遺言書があれば、法定相続分ではなく遺言書に書かれたとおりに遺産を分けます。仮に、遺産のすべてを第三者に譲り渡すと遺言書に書かれていれば、相続人は遺産を受け取ることができなくなります。
遺留分として最低限相続できる割合を定めることで、財産を形成するまでの家族の功労に配慮して家族の生活を保障します。相続した遺産が遺留分より少ない場合は、他の人から取り戻すことができます。
遺留分が認められる人と遺留分の割合
遺留分は次の人に認められています。
被相続人の配偶者
被相続人の子(代襲相続人も含む)
被相続人に子がいない場合は被相続人の直系尊属(父母または祖父母)
法定相続人であっても、被相続人の兄弟姉妹に遺留分は認められません。
遺留分は全体で遺産の1/2と定められています(相続人が直系尊属のみの場合は遺産の1/3)。全体の遺留分を遺留分がある人の法定相続分で分けることで、それぞれの遺留分割合が決まります。
遺留分に足りない部分は他の人から取り戻せる
実際に相続した遺産が遺留分より少ない場合は、遺留分に達するまでの部分を他の人から取り戻すことができます。これを遺留分減殺請求権といいます。

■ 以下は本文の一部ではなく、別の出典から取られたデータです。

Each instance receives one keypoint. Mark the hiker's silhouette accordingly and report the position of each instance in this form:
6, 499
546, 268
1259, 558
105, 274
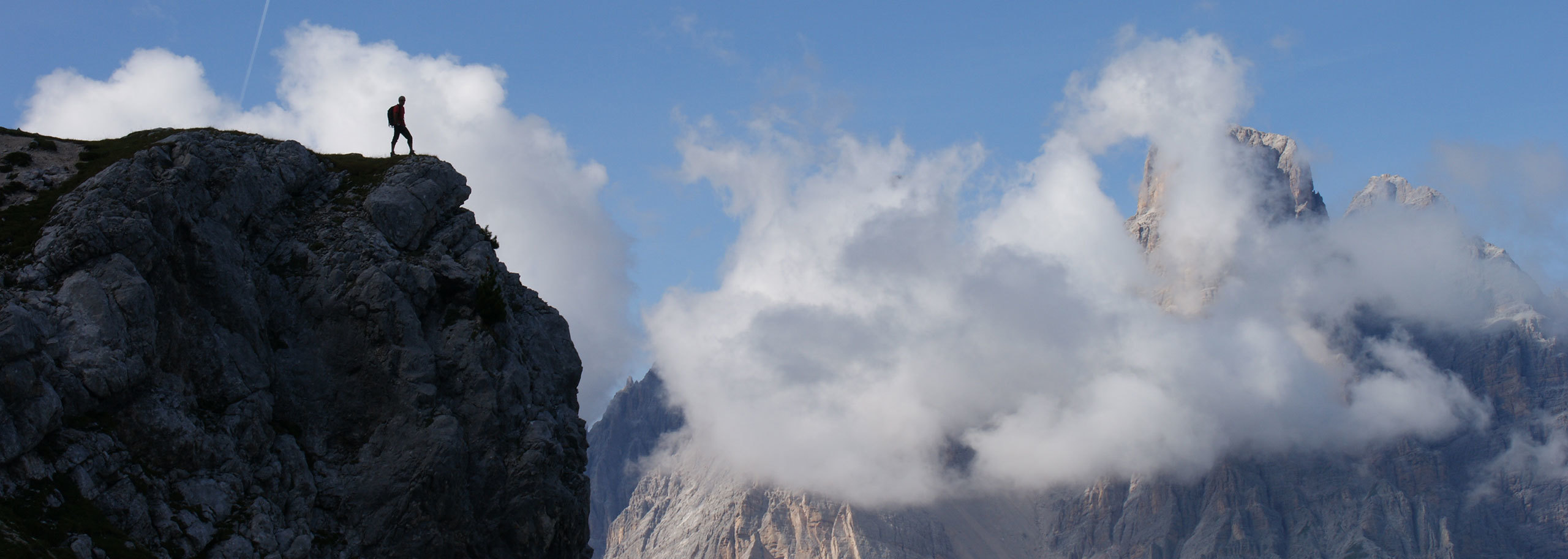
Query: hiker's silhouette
399, 127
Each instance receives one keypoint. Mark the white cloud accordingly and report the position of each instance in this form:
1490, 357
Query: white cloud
529, 186
866, 321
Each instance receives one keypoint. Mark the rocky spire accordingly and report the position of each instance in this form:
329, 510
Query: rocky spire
1286, 189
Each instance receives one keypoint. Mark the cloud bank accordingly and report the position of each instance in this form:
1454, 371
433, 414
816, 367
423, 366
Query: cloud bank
869, 321
527, 184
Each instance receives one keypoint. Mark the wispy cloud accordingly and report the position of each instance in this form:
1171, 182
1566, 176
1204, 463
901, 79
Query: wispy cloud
866, 319
706, 40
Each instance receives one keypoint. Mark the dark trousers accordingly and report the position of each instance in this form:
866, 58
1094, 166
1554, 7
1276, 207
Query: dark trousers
402, 131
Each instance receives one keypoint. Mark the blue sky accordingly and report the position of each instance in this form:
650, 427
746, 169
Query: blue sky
1366, 88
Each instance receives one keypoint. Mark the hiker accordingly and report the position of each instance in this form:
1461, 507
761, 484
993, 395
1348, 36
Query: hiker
399, 127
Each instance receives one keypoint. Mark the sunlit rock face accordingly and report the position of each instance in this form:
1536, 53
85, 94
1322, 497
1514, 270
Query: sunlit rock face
1491, 490
226, 346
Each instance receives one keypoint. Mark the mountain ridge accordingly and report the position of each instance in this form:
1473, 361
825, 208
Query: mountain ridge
228, 346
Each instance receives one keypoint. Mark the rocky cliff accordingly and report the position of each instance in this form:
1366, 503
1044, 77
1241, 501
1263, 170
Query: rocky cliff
216, 344
1286, 184
1493, 492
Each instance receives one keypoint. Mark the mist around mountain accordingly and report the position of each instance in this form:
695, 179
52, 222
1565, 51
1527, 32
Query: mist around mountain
897, 368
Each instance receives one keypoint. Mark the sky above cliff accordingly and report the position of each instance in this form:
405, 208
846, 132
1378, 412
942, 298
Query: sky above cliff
611, 104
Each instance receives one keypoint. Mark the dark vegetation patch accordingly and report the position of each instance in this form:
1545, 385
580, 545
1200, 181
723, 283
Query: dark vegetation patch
488, 300
363, 173
32, 528
23, 225
491, 238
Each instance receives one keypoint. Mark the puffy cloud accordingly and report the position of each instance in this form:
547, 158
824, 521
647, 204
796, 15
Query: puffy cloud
529, 186
869, 321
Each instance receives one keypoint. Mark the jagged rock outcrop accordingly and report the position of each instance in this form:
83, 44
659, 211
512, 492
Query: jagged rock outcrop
1286, 184
1393, 189
226, 346
626, 434
1493, 492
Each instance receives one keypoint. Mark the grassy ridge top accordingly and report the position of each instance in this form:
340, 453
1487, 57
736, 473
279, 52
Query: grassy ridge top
23, 225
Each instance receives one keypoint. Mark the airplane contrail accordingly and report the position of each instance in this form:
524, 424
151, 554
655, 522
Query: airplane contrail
247, 85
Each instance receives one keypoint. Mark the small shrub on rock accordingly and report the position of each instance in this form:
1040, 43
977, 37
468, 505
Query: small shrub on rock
488, 302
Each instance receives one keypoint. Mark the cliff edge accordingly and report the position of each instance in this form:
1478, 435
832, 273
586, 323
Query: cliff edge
217, 344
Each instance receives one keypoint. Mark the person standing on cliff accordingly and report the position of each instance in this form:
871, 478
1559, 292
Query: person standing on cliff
399, 127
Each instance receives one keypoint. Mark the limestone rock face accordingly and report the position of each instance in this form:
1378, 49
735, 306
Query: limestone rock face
1490, 493
1493, 492
629, 431
228, 346
1393, 189
1284, 191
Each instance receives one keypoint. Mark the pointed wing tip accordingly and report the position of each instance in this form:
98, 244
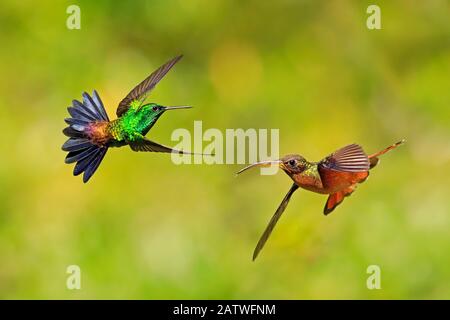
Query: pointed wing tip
255, 255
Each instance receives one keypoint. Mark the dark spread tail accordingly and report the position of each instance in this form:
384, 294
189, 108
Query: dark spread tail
80, 148
373, 158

たとえば、遺産のすべてを第三者に譲り渡すと遺言に書かれていたために遺産を相続できなかった相続人は、遺産を受け取った第三者から遺留分にあたる財産を取り戻すことができます。
4-3.特別受益と寄与分
被相続人から生前に多額の生前贈与を受けた相続人や、被相続人に多大な貢献をした相続人がいる場合は、事情を考慮して相続割合を調整します。
特別受益
自宅の購入や留学費用の援助など、被相続人から生前に多額の贈与を受けた相続人がいる場合は、その贈与を特別受益として遺産に加えてから相続人どうしで分けます。
特別受益がある場合の遺産の分け方は、下の図のようになります。多額の生前贈与は遺産の前渡しという側面があり、相続人どうしで公平に遺産を分けられるよう調整します。
寄与分
事業を手伝ったり療養看護をしたり被相続人に多大な貢献をした相続人には、寄与分として相続分に上乗せすることが認められています。寄与分は、現在の法律では相続人にのみ認められ、長男の妻など相続人でない人には認められません。
寄与分がある場合の遺産の分け方は、下の図のようになります。被相続人に貢献した相続人と他の相続人が均等に相続するのは不公平であるため、被相続人に貢献した相続人の相続分が多くなるように調整します。